Droits des femmes : c’est la lutte infinie

Journée internationale des droits des femmesdossier
Syndicats et associations féministes appellent à la grève ce 8 mars à partir de 15 h 40, en écho aux mobilisations pour l’égalité femmes-hommes qui se multiplient dans le monde entier.
A Bruxelles en octobre 2016,contre l’interdiction de l’avortement en Pologne. (Photo Wiktor Dabkowski. AP)
publié le 7 mars 2017 à 21h16

Il y a comme un air de mai en ce 8 mars. Cette année plus que jamais, pas de flafla, pas de maquillage, de rituelles promos chez Marionnaud : les femmes réclament des droits, du pognon, du respect. «Il faut en revenir à un 8 mars de lutte. Sinon autant en faire le jour de la fête des mères…» ironise Cécile Gondard-Lalanne, coporte-parole de l’Union syndicale Solidaires. «Marre des mots, on veut des moyens et des actions», embraye Raphaëlle Rémy-Leleu, porte-parole d’Osez le féminisme. «L’égalité des salaires était le 26e engagement du candidat Hollande. Et ? Les Françaises sont toujours payées 26 % de moins que les Français», lance Fatima Benomar, porte-parole des Effronté-e-s.

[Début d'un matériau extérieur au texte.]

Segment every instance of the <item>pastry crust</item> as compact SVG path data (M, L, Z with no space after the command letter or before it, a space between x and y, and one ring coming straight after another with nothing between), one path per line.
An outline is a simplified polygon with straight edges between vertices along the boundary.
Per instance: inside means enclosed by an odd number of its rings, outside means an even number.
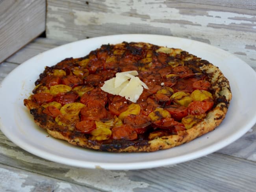
M133 47L141 48L143 50L153 50L156 53L165 53L175 57L175 59L172 63L173 65L180 62L182 63L180 65L187 66L193 71L201 71L206 75L211 83L211 92L214 100L213 108L208 112L206 117L200 122L190 129L178 131L175 134L160 136L151 140L145 137L141 137L133 140L110 139L101 141L91 139L88 135L77 131L74 126L59 125L54 118L43 112L45 109L44 107L34 102L31 98L24 99L24 104L30 110L35 123L39 127L46 129L48 134L53 137L67 140L74 145L101 151L118 152L153 151L169 149L189 142L212 131L224 118L232 98L229 82L217 67L207 61L202 60L180 49L160 47L142 42L130 43L124 42L115 45L104 45L102 46L111 47L112 50L125 50L129 46L129 48L131 49ZM136 50L134 50L134 51ZM95 54L93 52L92 52L89 55ZM87 56L83 58L71 59L70 63L76 63L88 58L89 57ZM170 65L170 64L168 65ZM42 79L43 76L41 75L41 76Z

Cette année, dans un élan unitaire inédit en France, 38 associations féministes, syndicats, ONG et organisations de jeunesse appellent à la mobilisation. En point d’orgue, un appel aux femmes (et aux hommes acquis à la cause) à se mettre en grève à 15 h 40 pétantes. Pourquoi 15 h 40 ? Parce que, eu égard à ce fameux fossé de 26 % entre femmes et hommes (selon les données d’Eurostat), c’est l’heure à laquelle les femmes arrêtent d’être payées chaque jour, sur la base d’une journée standard.

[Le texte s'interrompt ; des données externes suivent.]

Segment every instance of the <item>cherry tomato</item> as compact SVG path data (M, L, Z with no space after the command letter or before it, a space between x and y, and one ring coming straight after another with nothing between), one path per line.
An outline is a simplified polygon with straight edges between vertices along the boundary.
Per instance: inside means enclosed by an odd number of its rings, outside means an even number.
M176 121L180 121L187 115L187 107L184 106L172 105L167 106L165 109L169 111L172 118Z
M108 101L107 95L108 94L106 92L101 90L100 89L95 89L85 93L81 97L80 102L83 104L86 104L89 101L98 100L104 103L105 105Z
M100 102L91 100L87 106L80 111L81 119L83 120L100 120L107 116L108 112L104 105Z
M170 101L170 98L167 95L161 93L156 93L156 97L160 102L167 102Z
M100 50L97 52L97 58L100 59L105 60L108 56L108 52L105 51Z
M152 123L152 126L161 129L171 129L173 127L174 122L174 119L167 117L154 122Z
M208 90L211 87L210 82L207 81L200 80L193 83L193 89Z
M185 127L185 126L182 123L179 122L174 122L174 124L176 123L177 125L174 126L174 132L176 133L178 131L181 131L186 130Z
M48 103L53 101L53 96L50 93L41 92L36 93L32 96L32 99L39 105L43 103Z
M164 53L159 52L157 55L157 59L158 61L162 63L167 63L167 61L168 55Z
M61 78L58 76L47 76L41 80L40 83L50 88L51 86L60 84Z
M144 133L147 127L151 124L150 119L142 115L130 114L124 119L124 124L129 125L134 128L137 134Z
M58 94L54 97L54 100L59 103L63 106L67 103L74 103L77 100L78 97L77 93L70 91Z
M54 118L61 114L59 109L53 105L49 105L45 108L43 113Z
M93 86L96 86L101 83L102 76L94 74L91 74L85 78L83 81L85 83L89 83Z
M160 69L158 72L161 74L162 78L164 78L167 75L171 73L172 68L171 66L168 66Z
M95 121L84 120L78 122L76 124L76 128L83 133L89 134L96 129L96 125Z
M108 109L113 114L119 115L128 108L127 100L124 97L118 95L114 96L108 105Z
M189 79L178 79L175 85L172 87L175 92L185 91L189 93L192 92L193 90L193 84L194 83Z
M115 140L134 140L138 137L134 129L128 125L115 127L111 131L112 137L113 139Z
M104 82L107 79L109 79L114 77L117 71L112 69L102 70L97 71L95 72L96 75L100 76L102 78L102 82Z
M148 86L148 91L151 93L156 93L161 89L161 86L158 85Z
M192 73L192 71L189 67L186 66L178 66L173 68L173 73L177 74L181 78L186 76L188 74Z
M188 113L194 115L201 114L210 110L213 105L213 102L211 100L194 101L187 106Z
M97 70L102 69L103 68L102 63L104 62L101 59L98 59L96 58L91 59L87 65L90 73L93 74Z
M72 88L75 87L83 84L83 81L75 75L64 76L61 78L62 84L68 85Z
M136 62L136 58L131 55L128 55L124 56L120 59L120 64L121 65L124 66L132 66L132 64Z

Autres raisons de débrayer : 80 % des salarié(e)s à temps partiel sont des femmes. Elles sont concentrées dans des métiers défavorisés socialement et financièrement, ne bénéficient pas des mêmes déroulés de carrière, se coltinent 65 % des tâches ménagères… Et 59 % des entreprises de plus de 50 salarié(e)s enfreignent la loi et n’ont ni accord ni plan d’action sur l’égalité professionnelle. Or seulement 0,1 % d’entre elles ont été sanctionnées en 2016…

«Ras la chatte»

«Nous avons déposé des préavis de grève. Nous voulons mettre le patronat face à ses responsabilités», s'échauffe Sophie Binet, dirigeante de la CGT en charge de l'égalité femmes-hommes. «Il y a aussi des inégalités dans la fonction publique, où les précaires sont essentiellement des femmes», appuie Bernadette Groison, secrétaire générale de la FSU, qui sera aussi de la grève. «Une manif qui ira de République à Opéra accompagnera cette grève. Nous passerons devant les grands magasins, où il y a une grande main-d'œuvre féminine», se réjouit Suzy Rojtman, porte-parole du Collectif national pour les droits des femmes.

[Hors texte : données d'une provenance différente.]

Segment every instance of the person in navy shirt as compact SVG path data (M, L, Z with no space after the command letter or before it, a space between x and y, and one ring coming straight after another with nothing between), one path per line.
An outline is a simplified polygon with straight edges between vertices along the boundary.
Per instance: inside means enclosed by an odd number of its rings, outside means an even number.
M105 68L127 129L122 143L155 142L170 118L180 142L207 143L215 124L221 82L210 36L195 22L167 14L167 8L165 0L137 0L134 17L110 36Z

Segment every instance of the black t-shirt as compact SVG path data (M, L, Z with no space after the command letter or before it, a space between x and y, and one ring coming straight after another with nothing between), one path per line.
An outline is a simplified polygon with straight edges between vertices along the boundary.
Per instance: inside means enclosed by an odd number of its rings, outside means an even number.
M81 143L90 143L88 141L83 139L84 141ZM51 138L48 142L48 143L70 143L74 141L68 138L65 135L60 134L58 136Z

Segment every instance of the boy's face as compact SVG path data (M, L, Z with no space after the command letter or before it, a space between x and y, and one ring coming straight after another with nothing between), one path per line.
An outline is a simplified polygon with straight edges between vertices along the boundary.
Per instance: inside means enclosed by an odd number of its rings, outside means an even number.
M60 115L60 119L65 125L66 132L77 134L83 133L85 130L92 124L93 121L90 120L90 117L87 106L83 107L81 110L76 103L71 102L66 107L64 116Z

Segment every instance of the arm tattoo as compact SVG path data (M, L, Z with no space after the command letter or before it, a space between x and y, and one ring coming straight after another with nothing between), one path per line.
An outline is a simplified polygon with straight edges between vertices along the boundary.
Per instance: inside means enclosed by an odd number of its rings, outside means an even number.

«Comme les Islandaises en octobre dernier, avec cette grève, nous combattrons les inégalités salariales, mais aussi d'accès à la santé et aux droits sociaux, lance Caroline Rebhi, coprésidente du Planning familial. Notre union est importante dans un contexte politique réactionnaire en France, régressif à l'international.» Dans le viseur : Donald Trump surtout, à qui les féministes rêvent de balancer un gros «ras la chatte». Elles sont appuyées dans leur combat par une abondance de publications sur le sujet, en France comme à l'étranger.

Oui, ces dernières années, le féminisme s’est internationalisé. Et l’on peut voir 2017 comme une réminiscence de 1975, année internationale de la femme, où des mouvements féministes et des délégations venues de tous pays se réunissaient à Mexico pour débattre et échanger.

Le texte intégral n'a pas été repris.